Machine learning operations offer agility, spur innovation

Many organizations have adopted machine learning (ML) in a piecemeal fashion, building or buying ad hoc models, algorithms, tools, or services to accomplish specific goals. This approach was necessary as companies learned about the capabilities of ML and as the technology matured, but it also has created a hodge-podge of siloed, manual, and nonstandardized processes and components within organizations. This can lead, in turn, to inefficient, cumbersome services that fail to deliver on their promised value—or that stall innovation entirely. 

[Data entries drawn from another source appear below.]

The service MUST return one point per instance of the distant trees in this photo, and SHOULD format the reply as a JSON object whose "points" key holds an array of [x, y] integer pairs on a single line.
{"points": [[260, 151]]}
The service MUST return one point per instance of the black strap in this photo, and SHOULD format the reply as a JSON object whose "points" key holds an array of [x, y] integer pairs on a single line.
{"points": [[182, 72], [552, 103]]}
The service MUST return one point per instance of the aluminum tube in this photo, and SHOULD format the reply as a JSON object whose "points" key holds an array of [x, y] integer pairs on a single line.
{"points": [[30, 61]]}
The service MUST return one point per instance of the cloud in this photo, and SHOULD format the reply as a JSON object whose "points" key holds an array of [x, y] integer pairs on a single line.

As businesses look to scale ML applications across the enterprise, they need to better automate and standardize tools, processes, and workflows. They need to build and deploy ML models quickly, spending less time manually training and monitoring models and more time on value-driving, revenue-generating innovation. Developers need access to the data that will power their ML models, to work across lines of business, and to collaborate transparently on the same tech stack. In other words, businesses need to adopt best practices for machine learning operations (MLOps): a set of software development practices that keep ML models running effectively and with agility.

The main function of MLOps is to automate the more repeatable steps in the ML workflows of data scientists and ML engineers, from model development and training to model deployment and operation (model serving). Automating these steps creates agility for businesses and better experiences for users and end customers, increasing the speed, power, and reliability of ML. These automated processes can also mitigate risk and free developers from rote tasks, allowing them to spend more time on innovation. This all contributes to the bottom line: a 2021 global study by McKinsey found that companies that successfully scale AI can add as much as 20 percent to their earnings before interest and taxes (EBIT). 

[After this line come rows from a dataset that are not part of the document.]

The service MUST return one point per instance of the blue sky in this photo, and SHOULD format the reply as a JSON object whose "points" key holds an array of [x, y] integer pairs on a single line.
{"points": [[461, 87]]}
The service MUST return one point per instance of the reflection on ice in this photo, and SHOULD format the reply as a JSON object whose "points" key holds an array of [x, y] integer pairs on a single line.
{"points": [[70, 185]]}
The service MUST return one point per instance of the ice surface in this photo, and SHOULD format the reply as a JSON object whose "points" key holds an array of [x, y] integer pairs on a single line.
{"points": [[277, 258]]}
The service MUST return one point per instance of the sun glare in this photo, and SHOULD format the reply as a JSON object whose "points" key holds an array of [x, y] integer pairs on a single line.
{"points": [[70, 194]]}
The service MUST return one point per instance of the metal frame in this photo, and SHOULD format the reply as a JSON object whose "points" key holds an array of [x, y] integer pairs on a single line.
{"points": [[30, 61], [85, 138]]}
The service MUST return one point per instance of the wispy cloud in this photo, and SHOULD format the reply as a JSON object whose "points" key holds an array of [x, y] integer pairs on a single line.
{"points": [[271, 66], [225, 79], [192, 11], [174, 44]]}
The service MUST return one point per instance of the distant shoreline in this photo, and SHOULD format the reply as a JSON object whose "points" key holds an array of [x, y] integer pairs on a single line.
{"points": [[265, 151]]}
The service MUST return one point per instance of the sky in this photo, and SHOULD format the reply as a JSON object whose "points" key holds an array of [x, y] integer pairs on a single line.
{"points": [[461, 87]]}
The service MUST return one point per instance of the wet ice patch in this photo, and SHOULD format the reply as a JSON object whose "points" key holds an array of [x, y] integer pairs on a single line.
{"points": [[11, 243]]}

“It’s not uncommon for companies with sophisticated ML capabilities to incubate different ML tools in individual pockets of the business,” says Vincent David, senior director for machine learning at Capital One. “But often you start seeing parallels—ML systems doing similar things, but with a slightly different twist. The companies that are figuring out how to make the most of their investments in ML are unifying and supercharging their best ML capabilities to create standardized, foundational tools and platforms that everyone can use — and ultimately create differentiated value in the market.” 

In practice, MLOps requires close collaboration between data scientists, ML engineers, and site reliability engineers (SREs) to ensure consistent reproducibility, monitoring, and maintenance of ML models. Over the last several years, Capital One has developed MLOps best practices that apply across industries: balancing user needs, adopting a common, cloud-based technology stack and foundational platforms, leveraging open-source tools, and ensuring the right level of accessibility and governance for both data and models.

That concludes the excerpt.